On 4. Jun 2018, at 22:43, Juan Nunez-Iglesias notifications@github.com wrote:

Hi @kne42 https://github.com/kne42!

Several points:

The first one is that Napari will be either Py3.5+ or Py3.6+ anyway, so we get type annotations for free. We are not taking any additional dependencies for this. (This is true of skimage master also, btw.) As an aside, no new Python projects should use an earlier version of Python imho.

Definitely. Now, if we assume we can use typing, what can we do?

The goal is to crawl the scikit-image API, populate the Napari menus with functions that make sense, and use the appropriate display functions for each conceptual "type". A constraint is that whatever solution we pick should not create a tight coupling between Napari and any libraries it uses (be it skimage, NumPy, TensorFlow...).

I agree. I agree with you that we probably don't want to create a "type" for "float in [0.01, 100]" or whatever, (though I think this is totally possible to do) (and actually maybe it is the right thing to do), but we can create type definitions for different conceptual "arrays", and I think that these would actually be useful in scikit-image to generate documentation anyway.

I also think that defining a functional ‘contractt with value ranges is a very good thing going forward. this will be essential to be able to have sliders, good for documentation. I come from the java world, and i am of course biased towards strong typing.

As to parameter ranges, I think that we shouldn't worry too much about sliders etc for now and use a text box. If the user inputs an "incorrect" value, hopefully we raise a useful error message that will point them to the right place in the skimage documentation.

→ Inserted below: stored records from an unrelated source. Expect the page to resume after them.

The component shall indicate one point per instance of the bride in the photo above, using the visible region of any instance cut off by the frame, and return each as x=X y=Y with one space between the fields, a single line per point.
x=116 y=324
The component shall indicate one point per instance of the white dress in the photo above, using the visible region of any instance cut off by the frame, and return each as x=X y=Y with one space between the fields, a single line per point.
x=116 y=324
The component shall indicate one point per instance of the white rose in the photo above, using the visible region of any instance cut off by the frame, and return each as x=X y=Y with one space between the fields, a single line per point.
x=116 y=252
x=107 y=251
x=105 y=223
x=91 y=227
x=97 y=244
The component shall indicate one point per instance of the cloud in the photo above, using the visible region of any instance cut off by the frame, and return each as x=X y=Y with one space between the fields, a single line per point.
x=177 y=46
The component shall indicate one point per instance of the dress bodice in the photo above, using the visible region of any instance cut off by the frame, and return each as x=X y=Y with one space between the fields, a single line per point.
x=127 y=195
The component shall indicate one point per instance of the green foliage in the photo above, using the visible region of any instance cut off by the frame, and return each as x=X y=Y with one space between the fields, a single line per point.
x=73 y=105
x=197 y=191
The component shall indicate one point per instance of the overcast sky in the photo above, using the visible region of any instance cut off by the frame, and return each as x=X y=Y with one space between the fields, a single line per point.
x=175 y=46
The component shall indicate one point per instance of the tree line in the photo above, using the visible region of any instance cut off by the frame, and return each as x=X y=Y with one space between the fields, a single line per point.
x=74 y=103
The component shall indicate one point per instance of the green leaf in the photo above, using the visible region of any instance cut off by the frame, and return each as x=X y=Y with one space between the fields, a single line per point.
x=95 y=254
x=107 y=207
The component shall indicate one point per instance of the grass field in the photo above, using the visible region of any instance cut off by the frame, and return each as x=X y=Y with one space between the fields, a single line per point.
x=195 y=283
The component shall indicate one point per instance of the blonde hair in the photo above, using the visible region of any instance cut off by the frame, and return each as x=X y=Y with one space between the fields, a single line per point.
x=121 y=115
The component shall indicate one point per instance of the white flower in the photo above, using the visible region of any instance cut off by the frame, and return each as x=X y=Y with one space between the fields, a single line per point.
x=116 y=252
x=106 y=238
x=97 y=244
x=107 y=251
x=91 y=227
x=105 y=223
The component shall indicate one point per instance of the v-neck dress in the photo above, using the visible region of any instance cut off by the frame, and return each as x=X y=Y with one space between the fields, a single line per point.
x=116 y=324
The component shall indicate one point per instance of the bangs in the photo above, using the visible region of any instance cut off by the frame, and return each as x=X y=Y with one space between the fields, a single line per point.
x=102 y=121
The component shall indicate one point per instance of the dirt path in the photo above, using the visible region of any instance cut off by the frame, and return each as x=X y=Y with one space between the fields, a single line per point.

We can start simple, but even with a text box, it would be great if we can tell the user what kind of values to expect… That would have a great impact on ergonomics. I have seen too many tools with complicated GUIs and tons of parameters, and you never know which kind of values are ‘correct’ which also makes it difficult to understand the meaning of these paramneters,,,,

Any chance we can have also some sort of annotation of the function that describes what it does? so we can also populate that in the menus and gui popups… ?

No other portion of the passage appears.